Corrupted economies have a disproportionately small middle class and a large disparity in living conditions between the upper and lowest classes. Because the majority of the country’s capital is concentrated in the hands of oligarchs or those who support corrupted public officials, the majority of the country’s wealth is likewise concentrated in their hands.
Small firms are scarce in a corrupt system, and they are often discouraged by unfair competition and illegal demands from bigger corporations with ties to government officials. Certain industries are more prone to corruption than others, exposing small enterprises in certain industries to unethical business practices.
Potential innovators cannot be convinced that their idea will be protected by patents and not duplicated by those who know they can get away with it by bribing the authorities because they have little faith in the legal system in corrupted economies where judicial rulings can be skewed. As a result, there is a disincentive to innovate, and as a result, emerging countries are typically technology importers because such technology is not developed in their own cultures.
To avoid taxation, small firms in corrupt countries avoid having their operations officially registered with tax authorities. As a result, many enterprises’ earnings operate outside of the formal economy and are not subject to governmental taxation or included in the country’s GDP calculation.

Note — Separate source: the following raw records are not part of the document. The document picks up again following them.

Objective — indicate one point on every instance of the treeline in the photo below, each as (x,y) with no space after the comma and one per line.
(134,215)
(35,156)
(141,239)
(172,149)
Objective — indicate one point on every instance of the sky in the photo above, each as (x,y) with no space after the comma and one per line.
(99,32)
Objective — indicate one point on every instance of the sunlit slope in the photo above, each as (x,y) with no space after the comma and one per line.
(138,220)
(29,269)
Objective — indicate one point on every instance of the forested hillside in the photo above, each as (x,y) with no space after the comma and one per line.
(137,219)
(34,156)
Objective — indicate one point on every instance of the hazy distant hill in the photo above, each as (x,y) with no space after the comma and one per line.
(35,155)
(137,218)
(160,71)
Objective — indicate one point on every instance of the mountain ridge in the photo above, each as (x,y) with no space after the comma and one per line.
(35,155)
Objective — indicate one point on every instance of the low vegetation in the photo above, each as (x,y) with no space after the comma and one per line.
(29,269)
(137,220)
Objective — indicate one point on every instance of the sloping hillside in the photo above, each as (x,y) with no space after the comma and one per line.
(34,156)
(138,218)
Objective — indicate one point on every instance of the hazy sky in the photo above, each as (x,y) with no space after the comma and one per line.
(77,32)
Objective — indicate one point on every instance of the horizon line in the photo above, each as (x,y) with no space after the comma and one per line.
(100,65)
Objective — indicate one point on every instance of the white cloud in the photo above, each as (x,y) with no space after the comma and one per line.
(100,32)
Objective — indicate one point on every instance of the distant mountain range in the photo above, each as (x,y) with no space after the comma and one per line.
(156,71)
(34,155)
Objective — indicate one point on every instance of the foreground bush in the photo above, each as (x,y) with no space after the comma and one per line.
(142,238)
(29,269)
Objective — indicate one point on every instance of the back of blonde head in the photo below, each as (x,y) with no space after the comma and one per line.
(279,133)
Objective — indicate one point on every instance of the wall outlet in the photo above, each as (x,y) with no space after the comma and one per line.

Another disadvantage of shadow firms is that they frequently pay their employees less than the government-mandated minimum wage. They also do not provide suitable working circumstances, such as adequate health insurance benefits for their employees.
One of the barriers to international investment is corruption. Investors looking for a fair and competitive business environment will shun countries with high levels of corruption. While investing in emerging economies remains popular, investors are understandably wary about putting their money at risk in nations with high levels of corruption. According to studies, there is a direct relation between a country’s level of corruption and measures of its business environment’s competitiveness.
According to a working paper published by the International Monetary Fund (IMF), corruption has a negative influence on the quality of education and healthcare in emerging nations. In countries where bribery and connections play a significant role in the recruitment and promotion of teachers, corruption raises the cost of education. As a result, the quality of education suffers, affecting the economy’s general health.
Furthermore, in emerging economies, corruption in the designation of healthcare providers and recruitment of personnel, as well as the procurement of medical supplies and equipment, results in inadequate healthcare treatment and a substandard or limited medical supply, lowering overall healthcare quality.
Many emerging economies are plagued by high levels of corruption, which stymies their overall development. Inefficient resource allocation, the emergence of a shadow economy, and low-quality education and healthcare have an impact on the entire society. As a result, corruption deteriorates these countries and decreases the living standards of the majority of their citizens.